Additional benefits were welcomed by OSU officials, with Student Services Manager Rick DeBellis praising the ability to "send one set of information to ProctorU for exams instead of multiple messages, reducing time and workload of our staff."

Regarding security, companies from the online proctoring industry discussed incident rates4 at the United States Distance Learning Association meeting in Washington, D.C., in January 2012. One competitor reported a 5 percent rate, two reported a 2 percent rate, and ProctorU reported a 0.7 percent incident rate after reviewing 25,000 proctoring sessions.5 While many factors are at work, ProctorU credits the low incident rate to the strong deterrence factor of having test takers interacting face-to-face with live proctors.

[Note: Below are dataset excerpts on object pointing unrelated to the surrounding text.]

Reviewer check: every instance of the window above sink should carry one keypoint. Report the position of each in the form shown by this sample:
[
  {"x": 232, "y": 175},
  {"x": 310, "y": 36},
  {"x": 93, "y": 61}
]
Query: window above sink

Distance education programs continue to expand, with one April 2013 survey by the Instructional Technology Council (ITC) finding that between 2011 and 2012, distance education programs grew by 6.5 percent while overall total enrollment at institutions declined by an average of 2.6 percent.6 MOOCs, which have also disrupted traditional academic models, are being evaluated for college credit by ACE.7 With these developments in mind, ProctorU considers it important to constantly reevaluate the proctoring model that fits a particular institution's needs. ProctorU continues to expand its features (for example, a secure browser, keystroke analytics, and 24-hour availability) and is constantly adapting to the needs of its partner institutions. With the need for academic integrity of assessment in online classes, including MOOCs, we expect online proctoring to become more widely used in the near future.

Notes
  1. George Watson and James Sottile, "Cheating in the Digital Age: Do Students Cheat More in Online Courses?" Online Journal of Distance Learning Administration, Vol. 13, No. 1 (Spring 2010).
  2. Don Kassner, Jarrod Morgan, and Franklin Hayes, "Adhering to FERPA While Computing in the Cloud and Proctoring Exams Online," a vendor effective practice posted on the Sloan Consortium website (2012).
  3. Oregon State University, ProctorU Pilot Study Survey (2011). Unpublished raw data.
  4. The incident rate is the number of tests taken where an incident report of suspicious behavior is created and sent to the institution, per 100 tests, according to an expert panel consisting of industry CEOs (see note 6).
  5. Presidents' Forum, "Harnessing Technology to Protect Institutional Integrity," expert panel recording, Excelsior College (January 27, 2012).
  6.  Instructional Technology Council, "Trends in eLearning: Tracking the Impact of eLearning at Community Colleges" [http://www.itcnetwork.org/attachments/article/87/AnnualSurveyApril2013.pdf] (April 2013).
  7. American Council on Education, "ACE to Forge New Ground in MOOC Evaluation and Research Effort," Press Release, January 15, 2013.